かつて業界では、柏(千葉県)と大宮(埼玉県)と町田(東京都)が東京近郊で最も元気のある街だと言われていました。たしかに、夕方に行くと、駅前の商店街などは都心の繁華街に負けないくらい大変な活気がありびっくりさせられます。後年、そのネタ元がアクロスであったことを知りましたが、要するに、都心へ向かう買い物客をそれらの街が途中で堰きとめていると言いたかったのかもしれません。

後述の『新・都市論TOKYO』でも紹介されていましたが、町田を舞台にした三浦しをんさんの小説『まほろ駅前多田便利軒』(文春文庫)で描かれているように、町田には「スーパーもデパートも商店街も映画館も、なんでもある」のです。私も「若者達のジモト(地元)志向」なんていう言葉を耳にすると、必ず町田を連想します。もっとも、私の場合は、かつて同じ会社に勤めていた女の子から、学生時代はいつも厚木のベースのアメリカ兵と町田で遊んでいたという話を聞いたことがあり、そのイメージが未だに残っているからかもしれません。ちなみに、彼女は小田急線沿線の新興住宅街に住んでいて、幼稚園から大学まで玉川学園に通っていた典型的な東京近郊のプチブル家庭の子でしたが、今にして思えば、町田という街を考える上で格好のサンプルになるような女の子だったように思います。

建築家の隅研吾氏は、清野由美氏との対談集『新・都市論TOKYO』(集英社新書)の中で、町田について、次のように書いていました。
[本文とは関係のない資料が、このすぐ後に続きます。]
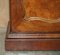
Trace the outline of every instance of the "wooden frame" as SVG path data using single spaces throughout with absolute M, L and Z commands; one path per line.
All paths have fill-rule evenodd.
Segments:
M 9 0 L 9 4 L 10 22 L 5 41 L 6 50 L 60 50 L 59 28 L 59 31 L 54 32 L 20 32 L 16 27 L 24 17 L 22 0 Z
町田にはどこからか染み出てきたような、あか抜けしない泥臭さのようなもの―それをリアリティと呼んでもいいだろう―が、私鉄的なフィクションの隙間から顔を出し、流れんばかりの勢いで、街全体を覆っている。


今回、私は初めて横浜線で行きましたが、新横浜からわずか7つ目なのに、町田が近づくにつれ車内の様子が変わってくるのが不思議でした。短髪でやや剃りこみを入れたようなチンピラっぽい若者や電車の床に座り込む高校生のグループなどが目に付くようになりました。そして、これが「私鉄的なフィクション」に対するJR的な「リアリティ」なのかと思ったものです。

隅氏は対談の中で、町田には「”都市”が噴出している」と言ってましたが、しかし、その”都市”はどこかにひらかれているわけではなく、「文化と人間が流れつく最果ての場所」(『まほろ駅前多田便利軒』)なのです。同じ”都市”に生きるさみしさでも、町田のそれはどんづまりのさみしさがあるのではないでしょうか。それが、都市化した郊外の街がときに凶悪な犯罪の舞台になる背景でもあるように思います。

可視的である(なんでもわかっている)というのは、”俺様主義”の今時の若者には楽で居心地がいいのかもしれませんが、しかし、自分の人生に少しでも謙虚に向き合おうとするようなナイーブな人達には、やはり、このどんづまりのさみしさは耐えられないのではないでしょうか。駅ビルからつづく通路の上から、「なんでもある」駅前の通りを眺めながら、そんなことを考えました。